Economy
Manufacturers Reject NBS Inflation Figures, Claim True Rate Over 90%
Nigeria’s inflation statistics have sparked a significant controversy as the Nigerian Association of Chambers of Commerce, Industry, Mines, and Agriculture (NACCIMA) released figures that starkly contradict those of the National Bureau of Statistics (NBS).
The NBS recently reported a Consumer Price Index (CPI) increase, showing the headline inflation rate climbed to 34.19% in June 2024 from 33.95% in May. However, NACCIMA President Kelvin Oye disputed this, claiming that inflation is “over 90%,” though he provided no additional details.
The NBS attributed the inflation rise primarily to increased food prices, citing items such as millet, garri, guinea corn, and yams. Food inflation specifically grew to 40.87% in June from 40.66% in May 2024. Analysts noted that the NBS figures surpassed both individual and consensus forecasts, suggesting the situation is more dire than anticipated.
Financial analysts expressed concern over the NBS figures. David Adonri, Executive Vice Chairman at Highcap Securities Limited, criticized the Central Bank of Nigeria’s (CBN) monetary policy measures as ineffective against the rising inflation. He advocated for supply-side fiscal policies instead.
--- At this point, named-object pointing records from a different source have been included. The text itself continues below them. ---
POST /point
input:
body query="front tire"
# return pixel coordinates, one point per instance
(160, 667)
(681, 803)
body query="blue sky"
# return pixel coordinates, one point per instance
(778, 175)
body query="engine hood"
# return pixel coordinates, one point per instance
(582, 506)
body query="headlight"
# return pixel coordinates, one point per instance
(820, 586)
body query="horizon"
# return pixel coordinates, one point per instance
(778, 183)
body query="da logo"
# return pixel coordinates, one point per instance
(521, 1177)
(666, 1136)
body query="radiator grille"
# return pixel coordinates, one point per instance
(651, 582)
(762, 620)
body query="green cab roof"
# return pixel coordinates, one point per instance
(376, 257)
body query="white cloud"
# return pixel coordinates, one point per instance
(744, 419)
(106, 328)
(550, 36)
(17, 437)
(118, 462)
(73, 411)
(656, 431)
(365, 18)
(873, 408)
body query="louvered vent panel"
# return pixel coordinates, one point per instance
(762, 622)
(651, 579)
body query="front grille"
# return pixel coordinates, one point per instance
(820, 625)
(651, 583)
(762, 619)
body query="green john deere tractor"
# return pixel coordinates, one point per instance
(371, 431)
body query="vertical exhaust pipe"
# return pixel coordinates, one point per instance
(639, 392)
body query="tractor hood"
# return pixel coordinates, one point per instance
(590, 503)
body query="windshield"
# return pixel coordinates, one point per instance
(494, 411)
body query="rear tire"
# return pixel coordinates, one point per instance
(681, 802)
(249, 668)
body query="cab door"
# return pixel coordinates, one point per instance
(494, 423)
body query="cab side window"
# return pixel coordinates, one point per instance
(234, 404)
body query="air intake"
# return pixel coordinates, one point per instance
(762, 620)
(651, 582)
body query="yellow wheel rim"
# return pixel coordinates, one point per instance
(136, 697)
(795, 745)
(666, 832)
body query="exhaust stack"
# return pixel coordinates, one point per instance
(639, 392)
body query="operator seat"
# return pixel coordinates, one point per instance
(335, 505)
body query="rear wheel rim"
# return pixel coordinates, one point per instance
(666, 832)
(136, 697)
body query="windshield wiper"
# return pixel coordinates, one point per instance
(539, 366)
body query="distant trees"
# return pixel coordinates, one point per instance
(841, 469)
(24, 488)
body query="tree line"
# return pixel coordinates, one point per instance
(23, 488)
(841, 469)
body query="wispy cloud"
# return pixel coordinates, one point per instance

Comercio Partners analysts predicted that short-term government interventions, including a N2 trillion package to curb rising prices and a 150-day duty-free import window for certain staples, might stabilize food inflation temporarily. However, they emphasized the need for long-term solutions to underlying issues like transportation, logistics, and regional insecurity.
CardinalStone Finance analysts highlighted that food basket costs and insecurities are still driving up prices. They anticipated mixed outcomes for July’s inflation, pointing to recent PMS scarcity and another electricity tariff hike as potential inflationary pressures.
Public policy analyst Clifford Egbomeade emphasized the broader economic implications of the 34.19% inflation rate, noting its potential to reduce purchasing power, increase economic hardship, and deter investment. He suggested a combination of monetary tightening and prudent fiscal policies to address the issue.